Entrando nel merito si può notare che sono state assegnate 13 stelle verdi agli chef sostenibili, da Bottura a Niederkofler. Due stelle a Matteo Metullio a Trieste, Rocco De Santis a Firenze, Davide Oldani a Cornaredo. Ma c’è anche un caso Milano, che ha ben 4 stelle in meno: per chiusura definitive o temporanee. La presentazione della guida arriva in un momento difficile per l’intero settore della ristorazione che, come molti altri comparti, sta subendo una forte frenata a causa della pandemia da Covid-19. In sostanza la guida non rappresenta grandi cambiamenti, in generale mantiene intatta la fotografia di questi anni. La cerimonia di presentazione della Guida è avvenuta a Milano, per la prima volta solo in streaming a causa della pandemia. L’evento  è stato condotto  da  Petra Loreggian, ancora una volta al timone  dell’evento.

“Gli ispettori, come i ristoratori, riporta la guida  nel suo portale web, ce l’hanno messa tutta per svolgere il loro lavoro al meglio in un contesto estremamente difficile e con la consapevolezza che non si tratta di un anno normale. E’ noto che tra i 5 criteri che vengono valutati per attribuire le stelle, ovvero qualità delle materie prime, personalità dello chef, padronanza delle tecniche di cottura rapporto qualità/prezzo, figura anche la costanza delle prestazioni nel tempo ciò significa che non sarà un solo anno o una singola prova tavola a determinare cambiamenti sostanziali.
Mai come quest’anno vogliamo essere vicini ai protagonisti della Guida MICHELIN, le centinaia di Chef (e insieme a loro… personale di sala, sommelier, brigate), che ogni giorno con impegno e passione fanno dell’accoglienza e del gusto italiano una grande arte ammirata in tutto il Mondo”.

In tutto sono 371 i ristoranti stellati dell’edizione 2021, 3 in meno del 2020, di cui 11 tristellati, 37 bistellati e 323 con una stella. Tra le 29 le novità stellate che hanno delineato un nuovo firmamento in tredici regioni della penisola, figurano 3 new entry due stelle e 26 novità 1 stella per un totale di 371 ristoranti stellatiConfermati tutti i 3 stelle. Sono tre le novità che portano i ristoranti che “meritano una deviazione”, e quindi le due Stelle MICHELIN a 37.

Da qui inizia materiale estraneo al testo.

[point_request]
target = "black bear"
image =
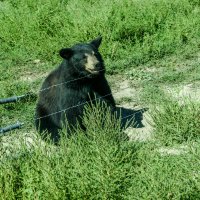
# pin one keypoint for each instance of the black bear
(80, 78)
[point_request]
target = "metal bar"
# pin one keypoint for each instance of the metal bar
(12, 99)
(10, 127)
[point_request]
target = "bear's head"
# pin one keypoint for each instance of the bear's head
(85, 58)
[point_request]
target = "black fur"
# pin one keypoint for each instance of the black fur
(88, 86)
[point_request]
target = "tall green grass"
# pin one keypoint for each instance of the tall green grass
(100, 165)
(133, 31)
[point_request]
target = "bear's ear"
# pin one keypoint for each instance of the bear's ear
(96, 42)
(66, 53)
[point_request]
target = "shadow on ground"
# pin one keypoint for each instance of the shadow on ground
(130, 117)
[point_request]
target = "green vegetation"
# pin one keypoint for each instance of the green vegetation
(153, 43)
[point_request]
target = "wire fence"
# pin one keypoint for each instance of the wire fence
(16, 98)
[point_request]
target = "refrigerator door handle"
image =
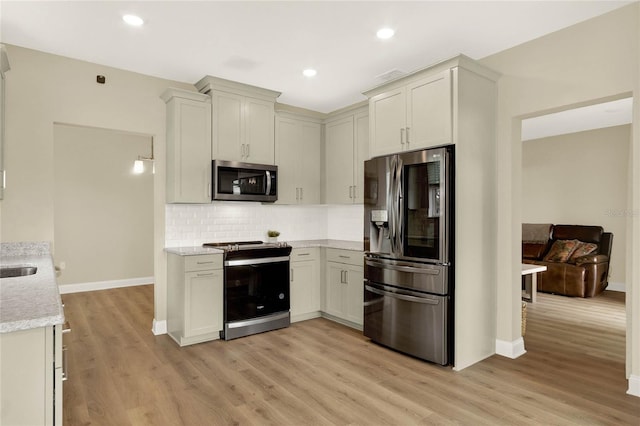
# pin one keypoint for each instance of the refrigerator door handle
(402, 296)
(400, 208)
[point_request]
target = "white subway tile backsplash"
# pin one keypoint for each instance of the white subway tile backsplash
(193, 225)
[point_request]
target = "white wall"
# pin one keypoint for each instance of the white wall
(581, 179)
(103, 212)
(589, 62)
(43, 89)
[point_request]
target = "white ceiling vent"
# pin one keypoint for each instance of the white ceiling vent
(390, 75)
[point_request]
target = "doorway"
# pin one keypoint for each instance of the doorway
(579, 173)
(103, 212)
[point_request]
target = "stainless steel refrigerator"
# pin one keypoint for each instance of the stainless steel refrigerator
(409, 264)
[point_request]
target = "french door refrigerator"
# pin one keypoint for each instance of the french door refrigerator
(409, 265)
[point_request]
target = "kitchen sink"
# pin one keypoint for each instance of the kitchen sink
(17, 271)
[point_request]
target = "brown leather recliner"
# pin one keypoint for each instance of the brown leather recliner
(579, 276)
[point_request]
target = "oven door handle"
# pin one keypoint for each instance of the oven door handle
(261, 260)
(402, 296)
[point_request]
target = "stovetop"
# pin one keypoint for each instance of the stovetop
(251, 249)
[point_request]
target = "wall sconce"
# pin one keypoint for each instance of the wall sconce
(138, 165)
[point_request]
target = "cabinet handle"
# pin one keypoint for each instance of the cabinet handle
(65, 370)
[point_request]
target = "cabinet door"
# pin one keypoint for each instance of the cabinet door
(355, 294)
(228, 127)
(361, 153)
(339, 171)
(387, 112)
(259, 134)
(188, 151)
(203, 293)
(308, 161)
(336, 291)
(287, 160)
(305, 288)
(429, 112)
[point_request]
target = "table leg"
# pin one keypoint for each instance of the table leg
(534, 287)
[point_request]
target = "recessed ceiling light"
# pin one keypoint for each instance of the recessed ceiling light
(309, 72)
(133, 20)
(385, 33)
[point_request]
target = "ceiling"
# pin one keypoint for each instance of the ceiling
(269, 43)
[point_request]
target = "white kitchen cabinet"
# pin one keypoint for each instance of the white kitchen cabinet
(298, 157)
(346, 145)
(242, 120)
(305, 284)
(31, 377)
(412, 116)
(195, 297)
(4, 67)
(344, 294)
(188, 146)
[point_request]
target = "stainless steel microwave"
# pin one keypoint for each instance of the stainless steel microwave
(236, 181)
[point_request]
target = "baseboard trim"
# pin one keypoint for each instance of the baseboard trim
(104, 285)
(634, 386)
(511, 350)
(616, 287)
(159, 327)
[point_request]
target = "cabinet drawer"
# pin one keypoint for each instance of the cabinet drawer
(349, 257)
(302, 254)
(202, 262)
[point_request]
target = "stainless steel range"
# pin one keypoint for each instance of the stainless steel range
(256, 287)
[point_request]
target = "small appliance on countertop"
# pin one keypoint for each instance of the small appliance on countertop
(256, 287)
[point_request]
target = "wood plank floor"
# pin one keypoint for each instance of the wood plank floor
(321, 373)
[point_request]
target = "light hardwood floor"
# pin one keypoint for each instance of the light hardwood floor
(321, 373)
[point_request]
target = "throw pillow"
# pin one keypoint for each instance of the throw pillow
(561, 250)
(583, 249)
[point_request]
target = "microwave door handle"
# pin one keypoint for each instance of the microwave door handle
(268, 191)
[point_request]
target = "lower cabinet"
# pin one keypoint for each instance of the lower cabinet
(305, 284)
(344, 294)
(31, 377)
(195, 287)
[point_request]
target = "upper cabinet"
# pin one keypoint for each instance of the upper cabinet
(420, 110)
(4, 67)
(242, 121)
(346, 148)
(298, 157)
(188, 146)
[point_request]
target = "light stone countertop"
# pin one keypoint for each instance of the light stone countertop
(192, 251)
(338, 244)
(34, 300)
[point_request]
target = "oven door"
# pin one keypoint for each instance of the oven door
(408, 321)
(255, 288)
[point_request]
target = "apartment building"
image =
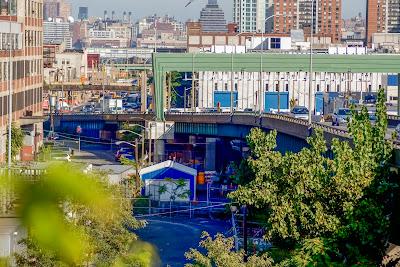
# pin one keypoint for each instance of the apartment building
(21, 31)
(383, 16)
(296, 14)
(250, 15)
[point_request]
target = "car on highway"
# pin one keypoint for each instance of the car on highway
(87, 108)
(341, 116)
(300, 112)
(397, 130)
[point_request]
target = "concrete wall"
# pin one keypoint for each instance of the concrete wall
(295, 83)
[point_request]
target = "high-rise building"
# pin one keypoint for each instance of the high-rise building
(250, 15)
(65, 10)
(212, 18)
(83, 13)
(296, 14)
(57, 9)
(51, 9)
(57, 32)
(23, 36)
(383, 16)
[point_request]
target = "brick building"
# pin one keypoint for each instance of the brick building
(23, 22)
(296, 14)
(383, 16)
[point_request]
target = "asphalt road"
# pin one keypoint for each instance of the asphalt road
(173, 237)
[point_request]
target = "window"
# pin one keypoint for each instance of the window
(7, 8)
(275, 43)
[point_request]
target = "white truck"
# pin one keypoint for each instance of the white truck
(113, 105)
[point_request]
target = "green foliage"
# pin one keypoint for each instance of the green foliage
(220, 253)
(17, 140)
(142, 254)
(334, 210)
(73, 219)
(176, 190)
(242, 174)
(45, 153)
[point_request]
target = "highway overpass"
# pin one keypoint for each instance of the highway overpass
(219, 124)
(264, 62)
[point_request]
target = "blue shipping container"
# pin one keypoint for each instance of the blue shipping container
(392, 80)
(271, 100)
(224, 99)
(319, 102)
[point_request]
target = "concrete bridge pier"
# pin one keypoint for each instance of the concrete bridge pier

Novità due Stelle MICHELIN sono : D’O  – Cornaredo (MI) – Chef Davide Oldani,  Harry’s Piccolo –  Trieste – Chef Matteo Metullio e  Santa Elisabetta – Firenze – Chef Rocco De Santis.
Novità una Stella MICHELIN:  26 le novità una Stella per un totale di 323 ristoranti. Tra questi, sedici sono under 35, quattro dei quali under 30.
(* under 30 ** under 35): Don Alfonso 1890 San Barbato  – Donato De Leonardis*  –  Lavello (PZ), Relais Blu  – Alberto Annarumma  – Massa Lubrense / Termini (NA), Re Santi e Leoni  –  Luigi Salomone ** –  Nola (NA), Lorelei – Ciro Sicignano**  – Sorrento (NA), Osteria del Povero Diavolo – Giuseppe Gasperoni * –  Torriana (RN), Zia – Antonio Ziantoni ** –  Roma, Essenza – Simone Nardoni** –  Terracina (TN), Nove – Giorgio Servetto –  Alassio (SV),  Impronta D’Acqua – Ivan Maniago** – Lavagna / Cavi (GE),  Kitchen – Andrea Casali* – Como,  AALTO – Takeshi Iwai – Milano,  Borgo Sant’Anna – Pasquale Laera** – Monforte d’Alba (CN),  Piano 35 – Christian Balzo – Torino,  Casa Sgarra – Felice Sgarra ** – Trani (BT),  Poggio Rosso – Juan Camilo Quintero** – Castelnuovo Berardenga (SI),  Gabbiano 3.0 – Alessandro Rossi* – Marina di Grosseto (GR),  Franco Mare – Alessandro Ferrarini – Marina di Pietrasanta (LU),  Sala dei Grappoli – Domenico Francone – Montalcino / Poggio alle Mura (SI),  Linfa – Vincenzo Martella – San Gimignano (SI),  Peter Brunel Restaurant Gourmet – Peter Brunel – Arco (TN),  Prezioso – Hegon Heiss – Merano / Freiberg (BZ),  Senso Alfio Ghezzi Mart – Alfio Ghezzi – Rovereto (TN),  Vecchio Ristoro – Filippo Oggioni** – Aosta,  SanBrite – Riccardo Gaspari ** – Cortina d’Ampezzo (BL),  La Cru – Giacomo Sacchetto** – Romagnano (VR) e  Amistà – Mattia Bianchi** – San Pietro in Cariano (VR).